Même l'enfant prodige...

Corps et âme, l'enfant prodige, Franck Conroy, traduit de l'américain par Nadia Akrouf, éditions Folio, 683 pages.

par Pierre de Montalembert

C'est une histoire qui a déjà été écrite mille fois, que l'on connaît par coeur et dont, dès les premières pages, on est à-même de prédire la fin ; c'est l'histoire de la rencontre entre un enfant et un don, entre la misère et la chance, et des difficultés que devra affronter cet enfant pour devenir un adulte et pour connaître la gloire. C'est une histoire qui, bien qu'on l'ait lue mille fois, n'en finit pas d'étonner et de réjouir.

Nous sommes à New York, au début des années 1940. De cette ville, nous ne voyons d’abord que des chaussures, celles de ceux qui passent devant le soupirail où vit Claude Rawlings. Il a six ans, n'a jamais connu son père, et, du monde extérieur, il ne connaît que ces pas, et ce que lui en raconte sa mère, Emma, qu'il ne désigne d'abord que par ce pronom de rejet : « elle ». « Elle », c'est une femme obèse, chauffeur de taxi, en révolte contre le monde entier, qui semble insensible à tout sentiment humain mais qui, au fil des pages, se montrera bien plus intelligente et touchante que la vision première que nous en offrent les yeux de Claude, qui découvrira que « cette géante saugrenue n'était pas aussi simple qu’elle voulait manifestement le [...] faire croire. »

Dans le fouillis extraordinaire qui leur sert d'appartement, il y a un piano et un transistor ; Claude commence à s'y intéresser et découvre que les morceaux qu'il entend sur son transistor, il peut en retrouver une ébauche, une sonorité, lorsqu'il tape sur le clavier. Mais il comprend vite que cela ne suffit pas, que, pour apprendre, il doit aller plus loin.

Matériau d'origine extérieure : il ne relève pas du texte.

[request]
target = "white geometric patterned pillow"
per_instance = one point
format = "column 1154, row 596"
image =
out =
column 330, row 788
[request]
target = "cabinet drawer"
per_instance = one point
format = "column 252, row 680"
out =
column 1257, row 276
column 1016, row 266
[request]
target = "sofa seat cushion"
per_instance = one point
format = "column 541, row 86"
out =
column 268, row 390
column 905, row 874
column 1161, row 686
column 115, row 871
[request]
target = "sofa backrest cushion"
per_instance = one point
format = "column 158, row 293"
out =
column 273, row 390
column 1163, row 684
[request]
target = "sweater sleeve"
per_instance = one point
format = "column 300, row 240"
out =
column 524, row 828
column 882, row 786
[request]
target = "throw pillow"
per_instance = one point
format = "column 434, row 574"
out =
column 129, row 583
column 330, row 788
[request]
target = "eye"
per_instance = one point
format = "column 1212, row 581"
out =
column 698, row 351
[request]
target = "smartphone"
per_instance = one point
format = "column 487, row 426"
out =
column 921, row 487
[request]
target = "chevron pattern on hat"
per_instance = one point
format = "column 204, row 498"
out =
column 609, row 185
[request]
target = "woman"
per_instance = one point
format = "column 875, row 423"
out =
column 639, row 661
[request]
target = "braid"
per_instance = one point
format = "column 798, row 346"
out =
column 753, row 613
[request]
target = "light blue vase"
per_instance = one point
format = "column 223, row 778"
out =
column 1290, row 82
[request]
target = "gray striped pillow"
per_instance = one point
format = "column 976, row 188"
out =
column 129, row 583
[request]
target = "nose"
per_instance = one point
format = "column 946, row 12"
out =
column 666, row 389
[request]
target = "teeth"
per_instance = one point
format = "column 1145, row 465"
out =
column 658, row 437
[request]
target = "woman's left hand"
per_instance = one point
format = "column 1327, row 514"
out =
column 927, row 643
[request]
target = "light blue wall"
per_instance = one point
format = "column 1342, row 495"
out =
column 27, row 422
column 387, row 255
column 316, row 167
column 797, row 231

Cet ailleurs, cet autre monde, ou ce monde au-delà du quotidien, c'est M. Weisfeld qui va lui en ouvrir la porte. M. Weisfeld tient un magasin de musique dans lequel Claude finit par entrer un jour ; c'est un homme renfermé qui ne parle jamais du passé, comme s'il y avait là quelque chose qui ne pouvait pas se dire. Il comprend bien vite que Claude a « un talent spécial. Un talent rare. » Et il comprend qu'il doit tout faire pour que Claude le développe : c'est pourquoi il se met d’accord avec Emma et devient son premier professeur de piano, son conseiller, son père de substitution. C'est lui qui le recommande à ses amis musiciens, à un « maestro » qui, lui fait don d'un Bechstein. C'est lui qui lui trouve des professeurs de piano, certains loufoques, peut-être fous, mais qui, tous, apprennent à Claude quelque chose d'essentiel sur son art, et qui instillent en lui les connaissances et la technique qui pourront en faire un grand pianiste. Parmi ces professeurs, se trouve le meilleur, Fredericks, homme fantasque qui, lui aussi, prend Claude sous sa protection et devient bien plus qu'un maître pour cet enfant qui a tant à apprendre. Grâce à lui, Claude, au piano, parvient « quelque part ailleurs, en un lieu qu'il eût été incapable de décrire, y compris à lui-même. »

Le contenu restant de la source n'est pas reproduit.